Aku tersenyum memandangi kepergian Rian. Perlahan senyum itu semakin pudar. Kurasakan kesepian yang menyelimuti ruang ini. Kulihat foto yang terpajang rapi diatas meja belajarku. Terlihat kedua remaja yang tertawa bahagia sambil bertingkah konyol. Aku tersenyum kecut memandangi foto itu. Sekarang dia sudah mempunyai Luna, apa keberadaanku akan tergeser oleh sosok Luna? Jika aku mengatakan perasaanku sebelum dia bertemu dengan Luna, Apa dia juga akan membalas perasaanku? Aku sudah bersamanya sejak 10 tahun yang lalu saat aku berumur 7 tahun. Dia adalah teman masa kecilku. Dia juga tinggal satu rumah denganku karna 10 tahun yang lalu orangtua Rian meninggal dunia karna kecelakaan. Dan Ibuku yang juga teman akrab dari Ibu Rian menariknya untuk tinggal dirumah kami.

* * *

Sudah satu bulan hubungan antara Rian dan Luna terjalin. Mereka selalu bersama dan semakin mesra. Sedangkan hubunganku dengan Rian terlihat semakin renggang dan jarang sekali waktu untuk kita bersama seperti dulu. Kesepian. Itulah yang kurasakan saat ini. Mungkin lebih dari itu. Rasanya sakit sekali saat melihat orang yang dicintai bersama dengan orang lain. Tapi aku bisa apa? Apa aku harus mencegahnya? Apa aku harus merenggut kebahagiaan mereka berdua demi keegoisanku? Sekarang aku mengerti sepatah kata yang sering orang ucapkan. Cinta adalah pengorbanan.

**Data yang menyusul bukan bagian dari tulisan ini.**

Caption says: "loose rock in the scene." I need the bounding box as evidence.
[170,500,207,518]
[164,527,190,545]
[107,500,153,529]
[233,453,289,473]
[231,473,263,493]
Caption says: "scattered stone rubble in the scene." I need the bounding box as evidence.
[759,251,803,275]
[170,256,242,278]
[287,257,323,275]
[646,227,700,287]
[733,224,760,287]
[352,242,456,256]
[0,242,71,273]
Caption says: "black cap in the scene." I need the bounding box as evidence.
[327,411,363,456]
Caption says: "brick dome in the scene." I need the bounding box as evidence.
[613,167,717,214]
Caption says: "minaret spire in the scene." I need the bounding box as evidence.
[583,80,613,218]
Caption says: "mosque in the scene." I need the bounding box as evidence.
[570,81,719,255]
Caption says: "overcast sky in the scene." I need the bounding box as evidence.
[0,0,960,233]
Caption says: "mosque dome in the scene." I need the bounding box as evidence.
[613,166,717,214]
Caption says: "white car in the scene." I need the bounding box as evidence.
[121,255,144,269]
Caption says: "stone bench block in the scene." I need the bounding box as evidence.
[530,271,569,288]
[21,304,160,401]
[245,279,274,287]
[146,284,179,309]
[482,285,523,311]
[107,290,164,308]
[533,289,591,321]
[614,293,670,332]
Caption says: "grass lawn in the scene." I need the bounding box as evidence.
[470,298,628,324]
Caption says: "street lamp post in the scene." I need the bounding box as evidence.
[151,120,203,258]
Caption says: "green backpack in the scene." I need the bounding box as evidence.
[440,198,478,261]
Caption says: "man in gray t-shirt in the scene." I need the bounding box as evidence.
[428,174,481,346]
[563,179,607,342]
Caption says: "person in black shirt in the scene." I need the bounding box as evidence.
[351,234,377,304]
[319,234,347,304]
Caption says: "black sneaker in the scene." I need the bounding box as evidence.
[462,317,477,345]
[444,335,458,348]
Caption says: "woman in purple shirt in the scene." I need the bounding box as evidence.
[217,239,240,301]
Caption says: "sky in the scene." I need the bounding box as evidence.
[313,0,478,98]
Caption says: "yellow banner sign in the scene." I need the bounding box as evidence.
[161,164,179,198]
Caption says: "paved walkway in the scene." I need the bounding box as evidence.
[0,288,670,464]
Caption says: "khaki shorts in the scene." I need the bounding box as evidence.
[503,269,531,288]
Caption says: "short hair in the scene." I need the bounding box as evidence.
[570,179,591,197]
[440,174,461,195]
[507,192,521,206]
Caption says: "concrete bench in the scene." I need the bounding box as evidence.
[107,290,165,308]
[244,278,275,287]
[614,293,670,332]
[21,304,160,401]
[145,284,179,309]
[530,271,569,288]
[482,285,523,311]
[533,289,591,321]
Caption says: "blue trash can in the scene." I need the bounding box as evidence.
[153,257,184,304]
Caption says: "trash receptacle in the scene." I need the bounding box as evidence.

Bila pengorbanan itu berarti membuat orang yang kita cintai bahagia, mengapa tidak? Walaupun pengorbanan itu dapat membunuh kita.
Suasana malam yang ramaipun terlihat sepi buatku. Puluhan mobil yang berlalu lalang tak mampu meramaikan hatiku yang terlanjur sepi. Aku bersandar pada tiang di pinggir jalan sambil menghela nafas panjang. Rasa-rasanya aku telah kehilangan sosok sahabat sekaligus orang yang kucintai. Aku mengacak-acak rambutku frustasi. Apa yang kupikirkan? Kenapa aku jadi seperti ini? Sudahlah, semua ini demi kebahagiaan Rian. Akupun harus bahagia.
Aku melihat sekeliling mencoba mencari hal yang dapat mengalihkan perhatianku. Aku mengerutkan kening begitu mendapati sosok yang aku kenal tak jauh dari tempatku berdiri. Aku mengerjapkan mataku mencoba untuk meyakinkan bahwa yang kulihat memang dia. Luna? Dengan siapa dia? Mengapa terlihat mesra sekali? Yang jelas lelaki itu bukan Rian. Begitu banyak pertanyaan yang terlintas di otakku. Tanpa banyak kata kuhampiri Luna dengan amarah yang menggebu.
“Oh, jadi begini kelakuan lo dibelakang Rian?” Tandasku dengan nada yang menekan.
Luna terlihat kaget dengan kedatanganku.
“Gak gue sangka ya, Luna yang kalem, cantik, anggun ternyata punya sifat serigala.” Aku sudah tak bisa menahan amarahku.
“Rian? Siapa Rian?” Lelaki yang ada disampingnya itu sepertinya tidak tahu kalau dia itu cuma selingkuhan Luna.
“Bukan siapa-siapa kok, Sayang. Mungkin mbak ini salah orang.” Luna menjelaskan kepada lelaki itu yang membuat mulutku ternganga tak percaya. “Maaf ya mbak, mbak salah orang. Saya tidak kenal mbak dan emm.. Rian.” Ucapnya kemudian pergi sambil menggandeng tangan lelaki itu.
Tak bisa kubiarkan. Kutahan lengannya dan kutampar dengan sekuat tenaga pipinya yang putih itu sehingga berubah menjadi merah. Terlihat jelas wajah kesakitan terpampang dimukanya. Lelaki yang bisa disebut sebagai selingkuhannya itu ingin membalasku dengan caciannya tapi ditahan oleh Luna.
“Ini gak seberapa dibanding rasa sakit yang akan Rian rasain gara-gara ulah lo, dan jangan pernah deketin Rian lagi.” Perkataanku menutup pertemuan malam itu.

* * *

“LALA!!! Apa yang lo lakuin sama Luna? Kenapa lo nampar dia?” Bentakan Rian menggema dalam ruang kelas membuat siswa yang ada didalamnya kaget sekaligus penasaran dengan apa yang terjadi.
Aku menggandeng kasar tangan Rian menuju tempat yang sepi agar tak didengarkan oleh anak-anak yang lain. “Lo apa-apaan sih, Yan?”
“Justru gue yang mesti tanya ke lo, kenapa lo nampar Luna tadi malam?”
“Lo tahu dari mana?”
“Itu gak penting.”
“Terus lo nyalahin gue? Lo tahu gak sih yang udah terjadi? Dia itu selingkuh di belakang lo Rian.”
“Lo tu salah paham. Dia bukan selingkuhannya Luna, dia itu sepupunya Luna. Luna udah ngejelasin semuanya ke gue. Seharusnya lo tuh cari kebenarannya dulu dong sebelum bertindak kayak gini.”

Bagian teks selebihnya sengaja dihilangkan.